Tuesday, August 15, 2006

Prólogo: Pelayo Fierro, minero asturiano


17 de Julio de 1936

Pelayo Fierro apuró su sidra con un gesto grave pero resignado. Las cosas no pintaban nada bien. Desde que había salido de la cárcel con la amnistía de Febrero no había levantado cabeza. Necesitaba dinero imperiosamente, para pagar de una maldita vez las multas y comprar el billete para su Asturias natal. Los del sindicato le habían ayudado bastante, pagándole una pensión en la Calle Princesa, sobre todo aquel zagal, Juan Mari, por quien sentía cierta simpatía por ser de padres asturianos. Pero aún así no podían darle un trabajo decente, y hasta que no lo encontrase, se pudriría en Madrid hasta quién sabe cuándo.

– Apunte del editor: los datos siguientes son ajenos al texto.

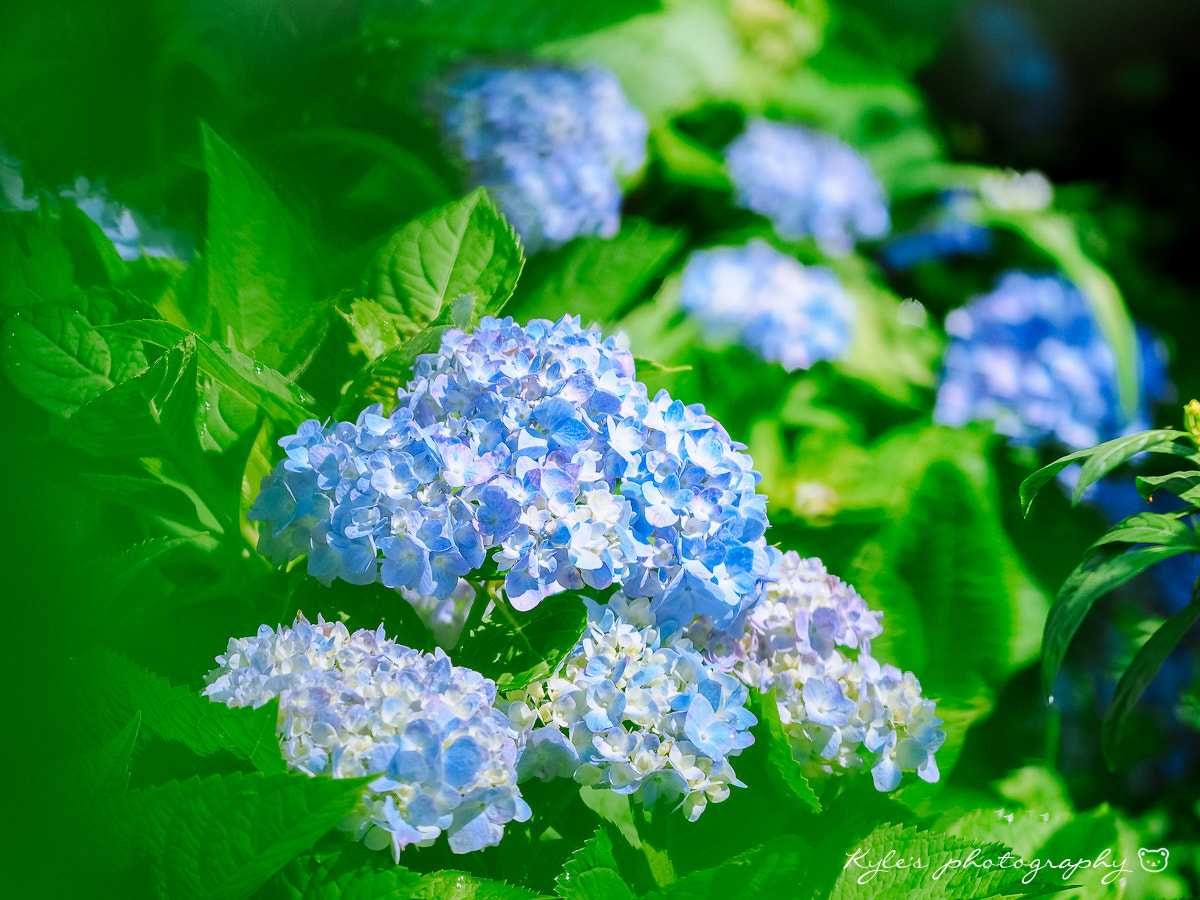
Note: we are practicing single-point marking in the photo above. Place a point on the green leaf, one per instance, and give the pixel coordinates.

Por si fuera poco, los rumores de golpe de estado eran cada vez mas insistentes, y en el sindicato andaban más que preocupados. Aunque, pensándolo en frío, tal vez no fuese tan grave. En caso de sublevación se abrirían nuevas puertas para hacer la Revolución. Ahora no les tomarían desprevenidos como en el 34. Ahora iba a ser distinto. Tenía que serlo.

Pero, de cualquier modo, hacer la Revolución en Madrid no le hacía ninguna gracia. Le agobiaban las grandes ciudades. Ojalá el golpe cayese un par de meses después al menos, esa era su esperanza, aunque sabía que sería difícil verla cumplida. El sindicato se estaba armando, eso era evidente. Pelayo callaba, pero veía y comprendía muchas cosas, aunque en ocasiones le trataran como un ignorante pueblerino. Había visto descargar pesadas cajas de los maleteros de los coches del sindicato, y podía reconocer el olor de la pólvora a kilómetros. Prácticamente la había mamado desde pequeño. Y ese tal Juan Mari, que tan amable se había mostrado con él, andaba involucrado en esos asuntos.

Mientras seguía dando cuenta de la sidra que le fiaba Mingo, el dueño de la tasca, se preguntó por qué quería realmente la Revolución, si por justicia y repartición o simplemente para vengarse de esos salvajes que habían mutilado y asesinado a los asturianos y violado a sus mujeres en el 34. Octubre del 34 lo había cambiado todo, el idealismo había pasado a un segundo plano. La cuestión ahora era personal. En estas estaba cuando reparó en que la tasca había quedado sumida en el silencio, y sólo se oía la voz del locutor en el transistor:

“… repetimos: los conatos de rebelión se han circunscrito únicamente al Protectorado. Nadie, repetimos, nadie, se ha sumado en la Península al tan despreciable iniciativa. Permanezcan a la escucha.”

Y después el silencio, y música clásica, que se prolongaría inquietantemente durante muchas, demasiadas horas.

Pelayo casi se sintió aliviado de que el momento hubiese llegado.